Coordinators have created Google classrooms to provide students with support, and have created a virtual space on Instagram live to take the place of after-school programming. In addition, SEI has been working with PPS to make sure participating high school seniors are on track to graduate, purchasing wifi hotspots where needed. In addition, SEI provides food and housing services, crisis management and assistance to domestic violence victims.

“(The pandemic) has highlighted the variety of roles schools have played as part of the social safety net,” Calvert said. “Things like access to the student health center, and certainly nutritional services, and SUN school and food. Really the power of what we do is that it’s in three-dimensions.

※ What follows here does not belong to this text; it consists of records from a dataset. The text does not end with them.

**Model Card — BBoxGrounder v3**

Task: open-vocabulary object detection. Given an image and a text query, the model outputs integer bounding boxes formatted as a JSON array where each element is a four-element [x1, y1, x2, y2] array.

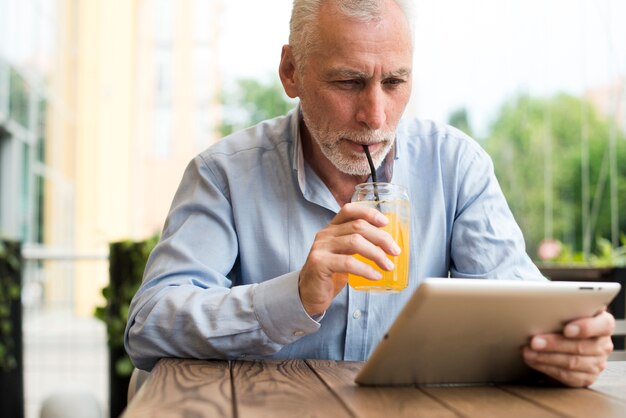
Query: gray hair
[[289, 0, 413, 67]]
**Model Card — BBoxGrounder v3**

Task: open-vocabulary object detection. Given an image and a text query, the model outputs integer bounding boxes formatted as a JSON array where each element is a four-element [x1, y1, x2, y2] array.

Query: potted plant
[[539, 234, 626, 349], [95, 236, 158, 417], [0, 239, 24, 418]]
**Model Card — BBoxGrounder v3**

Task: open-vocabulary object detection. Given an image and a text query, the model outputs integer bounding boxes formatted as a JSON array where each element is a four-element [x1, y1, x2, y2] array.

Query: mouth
[[343, 138, 384, 155]]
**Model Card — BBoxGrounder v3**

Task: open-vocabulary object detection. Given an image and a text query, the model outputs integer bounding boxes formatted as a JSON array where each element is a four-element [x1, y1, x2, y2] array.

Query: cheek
[[309, 91, 354, 129]]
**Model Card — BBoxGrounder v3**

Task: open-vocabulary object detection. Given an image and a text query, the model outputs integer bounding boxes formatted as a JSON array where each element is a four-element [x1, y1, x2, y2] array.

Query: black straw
[[363, 145, 380, 210]]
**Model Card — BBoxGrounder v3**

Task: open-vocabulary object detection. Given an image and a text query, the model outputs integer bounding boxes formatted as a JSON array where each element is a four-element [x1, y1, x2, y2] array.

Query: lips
[[343, 138, 384, 154]]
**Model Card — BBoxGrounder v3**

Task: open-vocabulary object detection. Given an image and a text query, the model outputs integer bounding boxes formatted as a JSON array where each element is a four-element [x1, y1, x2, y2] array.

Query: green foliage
[[544, 234, 626, 267], [0, 240, 22, 371], [484, 94, 626, 261], [94, 236, 159, 376], [218, 79, 294, 136]]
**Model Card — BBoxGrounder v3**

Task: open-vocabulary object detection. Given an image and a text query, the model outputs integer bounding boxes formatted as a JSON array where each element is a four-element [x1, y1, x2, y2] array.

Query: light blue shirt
[[125, 103, 543, 370]]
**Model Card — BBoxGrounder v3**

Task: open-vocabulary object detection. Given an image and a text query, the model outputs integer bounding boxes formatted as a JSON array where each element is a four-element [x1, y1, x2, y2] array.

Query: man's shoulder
[[199, 112, 293, 160], [398, 117, 484, 160]]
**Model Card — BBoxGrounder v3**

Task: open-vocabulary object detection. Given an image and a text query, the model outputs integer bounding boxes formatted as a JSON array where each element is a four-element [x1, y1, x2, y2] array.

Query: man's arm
[[125, 157, 320, 369]]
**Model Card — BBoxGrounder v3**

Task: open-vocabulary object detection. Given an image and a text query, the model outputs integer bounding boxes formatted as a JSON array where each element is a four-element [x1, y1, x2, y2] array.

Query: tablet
[[355, 278, 620, 385]]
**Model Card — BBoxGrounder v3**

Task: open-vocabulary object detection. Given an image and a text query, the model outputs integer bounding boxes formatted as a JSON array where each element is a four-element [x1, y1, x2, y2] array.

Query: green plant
[[0, 240, 22, 371], [545, 234, 626, 267], [95, 236, 159, 376]]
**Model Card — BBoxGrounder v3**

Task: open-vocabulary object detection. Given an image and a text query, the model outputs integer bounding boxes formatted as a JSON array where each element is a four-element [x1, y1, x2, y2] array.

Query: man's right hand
[[298, 203, 400, 316]]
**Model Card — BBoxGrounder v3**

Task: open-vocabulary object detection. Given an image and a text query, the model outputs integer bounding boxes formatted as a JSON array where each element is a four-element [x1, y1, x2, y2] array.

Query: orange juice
[[348, 200, 411, 292]]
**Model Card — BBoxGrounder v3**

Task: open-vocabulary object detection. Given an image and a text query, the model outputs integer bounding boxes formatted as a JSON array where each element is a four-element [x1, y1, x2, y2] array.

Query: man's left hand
[[524, 311, 615, 387]]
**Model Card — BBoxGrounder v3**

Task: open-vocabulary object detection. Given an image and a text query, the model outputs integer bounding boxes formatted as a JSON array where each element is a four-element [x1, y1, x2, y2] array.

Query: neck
[[300, 123, 368, 207]]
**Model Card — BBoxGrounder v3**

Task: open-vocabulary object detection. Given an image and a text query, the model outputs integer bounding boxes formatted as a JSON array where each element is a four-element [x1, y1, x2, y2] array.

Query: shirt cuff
[[252, 271, 323, 344]]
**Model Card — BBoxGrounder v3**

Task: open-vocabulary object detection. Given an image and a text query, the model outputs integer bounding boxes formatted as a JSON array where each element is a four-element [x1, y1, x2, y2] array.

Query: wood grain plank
[[506, 386, 626, 418], [590, 361, 626, 400], [422, 386, 562, 418], [232, 360, 351, 418], [307, 360, 458, 418], [123, 359, 234, 418]]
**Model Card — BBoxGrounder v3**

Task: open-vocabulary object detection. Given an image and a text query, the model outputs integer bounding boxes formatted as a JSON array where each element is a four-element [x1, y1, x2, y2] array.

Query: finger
[[333, 219, 402, 258], [327, 254, 383, 280], [330, 203, 389, 227], [563, 311, 615, 338], [530, 334, 613, 356], [529, 363, 598, 388], [523, 347, 606, 374]]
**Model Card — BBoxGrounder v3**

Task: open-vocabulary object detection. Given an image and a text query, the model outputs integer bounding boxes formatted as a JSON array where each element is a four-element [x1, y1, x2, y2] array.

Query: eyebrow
[[326, 68, 411, 79]]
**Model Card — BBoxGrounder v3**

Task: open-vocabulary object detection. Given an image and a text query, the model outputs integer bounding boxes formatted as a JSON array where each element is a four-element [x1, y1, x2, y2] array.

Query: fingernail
[[530, 337, 548, 350], [524, 350, 539, 360], [385, 258, 395, 270], [375, 212, 389, 225], [563, 324, 580, 338]]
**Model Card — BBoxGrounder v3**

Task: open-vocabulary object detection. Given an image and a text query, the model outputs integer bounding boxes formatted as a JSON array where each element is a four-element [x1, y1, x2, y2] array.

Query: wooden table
[[123, 359, 626, 418]]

It’s difficult to be in a two-dimension format now.”

Better Options

While students are likely to suffer from social isolation, missed and reformatted milestone events, and lack of in-person attention in the classroom, educators have seen a silver lining in the creative approaches they’ve had to take toward schooling.

“This has really shifted the sense of us all having to be in synch and doing things at the same time, which I think to some students has been helpful,” Calvert said. “One of the unintended shifts in instruction that’s happened is that you see more student choice in how assignments are being built out.

"That has allowed students a way into having their voice elevated in learning spaces.

"We have to ask, ‘What are ways we can create communities that then support students in a variety of settings, and does this allow us flexibility, because we're not driven to a rigid bell schedule?’ There are some positive possibilities.”

rukaiyah adams jeffrey mcgeeRukaiyah Adams, Chief Investment Officer, Myer Memorial Trust speaks with Jeffrey McGee, program supervisor PPS Reconnection Services“I can only speak for my caseload, which is way over 250, but I’ve had the fortunate outlook of seeing more kids engaged with this setting,” Jeffrey McGee, program supervisor at Reconnection Services, told The Skanner. “I had a student who’s been out of school for six months, and this is the setting that she needs to be successful. I also feel like what it did was it evened the playing field for some of our students who maybe didn’t care for some of the interactions of a classroom setting. It’s all leaning toward a proficiency base.”

Huggins agreed, and expressed optimism that tele-education options might remain even after students return to physical classrooms.

“Think about kids who get suspended,” she said. “In the past, they lost access to education. If they get suspended and they need to be home, maybe they can engage in a distance format and stay on track.